メディアゴン / 2015年12月23日 7時30分

高橋正嘉[TBS「時事放談」プロデューサー]

* * *

テレビ番組を制作するプロダクションも、更に管理し放送業務もする放送局でも「新人をどう育てるか」が深刻な悩みになっている。要は「人が育たない」ということだろう。

いや、育たないだけではなく、辞めてしまうということもある。どうやって人材を確保するかが、会社運営の根幹ともなっているようだ。

こう書くとこの中に本音と建前がずいぶん隠されている。それぞれの会社の事情によってもずいぶん違う。それが渾然としている。

人が育たない、どうやったら人が育つのだろう、ということは何処も一緒だ。だがそこからが違う。

面白い番組を作れるやつがそうたくさんいるはずがない。そういう本音が隠されている。待遇の良い会社では辞めない、待遇の良くない会社では辞めてしまうという違いだけだ。

待遇の良い会社では面白いものを作れないのに辞めない人をどうするかが悩みになり、待遇の良くない会社では面白いものが作れるようになっても、居つかずに辞めてしまうことに悩む。人間が必要だという事情は深まるばかりだ。

最近興味深い話を聞いた。映像の専門学校の話だが、ここでもやる気を外に見せる人が減った。やる気に満ちているのは留学生だ。特に中国からの留学生、それも女性だ。学生の一割が留学生だという。

たぶん、これまで放送業界にあった根本的なところでの価値観が変わってしまっているのだろう。誤解を怖れずにいうと、「一攫千金」と「自然淘汰」。これが放送業界のこれまでの基本的な考え方だったと思う。

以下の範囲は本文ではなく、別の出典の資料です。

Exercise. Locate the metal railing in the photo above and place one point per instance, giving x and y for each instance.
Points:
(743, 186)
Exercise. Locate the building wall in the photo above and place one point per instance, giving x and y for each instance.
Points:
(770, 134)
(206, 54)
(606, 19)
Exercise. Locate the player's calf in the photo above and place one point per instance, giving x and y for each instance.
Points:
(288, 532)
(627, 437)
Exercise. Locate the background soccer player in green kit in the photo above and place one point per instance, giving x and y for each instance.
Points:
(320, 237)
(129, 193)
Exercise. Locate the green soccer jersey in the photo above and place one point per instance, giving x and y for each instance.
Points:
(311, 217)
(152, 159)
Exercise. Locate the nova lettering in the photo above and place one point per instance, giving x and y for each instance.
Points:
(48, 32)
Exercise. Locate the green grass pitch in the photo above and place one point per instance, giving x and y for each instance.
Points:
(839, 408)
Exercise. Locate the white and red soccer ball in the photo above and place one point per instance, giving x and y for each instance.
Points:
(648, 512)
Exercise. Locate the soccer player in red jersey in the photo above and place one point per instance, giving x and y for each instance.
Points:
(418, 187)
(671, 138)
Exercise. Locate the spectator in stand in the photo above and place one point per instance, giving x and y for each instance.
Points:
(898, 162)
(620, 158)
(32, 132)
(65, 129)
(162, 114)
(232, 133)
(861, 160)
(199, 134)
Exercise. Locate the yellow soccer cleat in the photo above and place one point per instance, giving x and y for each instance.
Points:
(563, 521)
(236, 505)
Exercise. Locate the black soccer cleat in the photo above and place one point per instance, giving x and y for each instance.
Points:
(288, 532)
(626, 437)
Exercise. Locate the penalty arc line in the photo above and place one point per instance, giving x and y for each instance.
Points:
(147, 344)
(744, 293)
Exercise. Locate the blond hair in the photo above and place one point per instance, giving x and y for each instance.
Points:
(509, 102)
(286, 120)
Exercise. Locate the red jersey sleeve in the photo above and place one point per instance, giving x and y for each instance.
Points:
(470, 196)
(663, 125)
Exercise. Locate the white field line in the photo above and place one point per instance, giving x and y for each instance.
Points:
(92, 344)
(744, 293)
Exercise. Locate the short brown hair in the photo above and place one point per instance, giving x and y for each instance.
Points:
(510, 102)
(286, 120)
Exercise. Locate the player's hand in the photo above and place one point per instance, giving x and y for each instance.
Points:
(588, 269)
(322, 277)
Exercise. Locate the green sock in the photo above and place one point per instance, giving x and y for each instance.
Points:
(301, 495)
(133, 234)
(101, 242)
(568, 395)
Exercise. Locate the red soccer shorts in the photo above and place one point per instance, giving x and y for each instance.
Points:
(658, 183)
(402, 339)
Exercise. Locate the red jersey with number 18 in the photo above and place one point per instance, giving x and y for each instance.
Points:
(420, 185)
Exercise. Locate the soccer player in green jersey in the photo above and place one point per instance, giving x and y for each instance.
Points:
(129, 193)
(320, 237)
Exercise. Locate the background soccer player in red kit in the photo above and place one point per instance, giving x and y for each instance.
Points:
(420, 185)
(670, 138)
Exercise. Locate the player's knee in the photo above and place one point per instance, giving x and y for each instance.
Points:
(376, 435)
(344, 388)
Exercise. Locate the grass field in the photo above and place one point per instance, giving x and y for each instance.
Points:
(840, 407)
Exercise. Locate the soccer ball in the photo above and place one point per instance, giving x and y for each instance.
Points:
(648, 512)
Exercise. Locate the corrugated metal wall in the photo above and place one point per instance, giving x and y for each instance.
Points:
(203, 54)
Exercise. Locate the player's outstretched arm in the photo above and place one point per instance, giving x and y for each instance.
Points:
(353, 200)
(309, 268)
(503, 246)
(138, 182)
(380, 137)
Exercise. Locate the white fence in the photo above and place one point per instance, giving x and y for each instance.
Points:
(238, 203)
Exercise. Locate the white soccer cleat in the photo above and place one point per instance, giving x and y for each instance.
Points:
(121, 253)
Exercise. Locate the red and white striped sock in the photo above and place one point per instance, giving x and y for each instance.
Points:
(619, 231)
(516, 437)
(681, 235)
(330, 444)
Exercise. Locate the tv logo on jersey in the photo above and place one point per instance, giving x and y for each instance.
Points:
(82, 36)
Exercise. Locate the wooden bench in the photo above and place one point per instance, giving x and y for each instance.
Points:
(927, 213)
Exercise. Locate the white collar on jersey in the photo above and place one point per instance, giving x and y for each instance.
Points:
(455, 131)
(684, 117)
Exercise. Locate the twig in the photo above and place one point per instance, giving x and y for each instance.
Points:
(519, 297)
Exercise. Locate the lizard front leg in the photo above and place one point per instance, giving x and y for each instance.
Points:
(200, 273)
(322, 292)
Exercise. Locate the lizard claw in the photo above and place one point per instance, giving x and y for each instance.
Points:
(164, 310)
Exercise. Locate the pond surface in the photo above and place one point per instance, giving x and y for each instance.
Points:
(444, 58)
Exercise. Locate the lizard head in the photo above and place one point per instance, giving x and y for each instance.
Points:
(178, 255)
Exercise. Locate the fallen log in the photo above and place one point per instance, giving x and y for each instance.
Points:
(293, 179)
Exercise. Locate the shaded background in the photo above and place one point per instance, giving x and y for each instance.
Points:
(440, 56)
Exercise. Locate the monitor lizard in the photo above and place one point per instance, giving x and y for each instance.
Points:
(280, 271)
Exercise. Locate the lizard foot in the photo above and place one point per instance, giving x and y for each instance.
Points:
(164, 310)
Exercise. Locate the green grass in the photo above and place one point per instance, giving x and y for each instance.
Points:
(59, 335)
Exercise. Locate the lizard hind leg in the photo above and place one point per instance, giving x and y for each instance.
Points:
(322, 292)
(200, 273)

プロダクションだけではない。放送局にも底流にはこの考え方があった。「面白そうだ」というやつだ。文化的にも最前線にいる。だから、新しい常発信基地として新しいことをやることが出来る。そう考え、この業界に入ってきた人が大勢いた。

それは金銭的なことだけではなく、いろいろな人と出会い、更に飛躍して新しい仕事をしていく、そんな思いをもって卒業して行った人も大勢いた。

逆にうまく適合しない人は競争の中にとどまれないと自分に合う道を探して退場して行った。「一攫千金」と「自然淘汰」・・・そんな価値観はもうとっくに終わり古き良き時代の話だ、と思う人がもう多数になったということだろう。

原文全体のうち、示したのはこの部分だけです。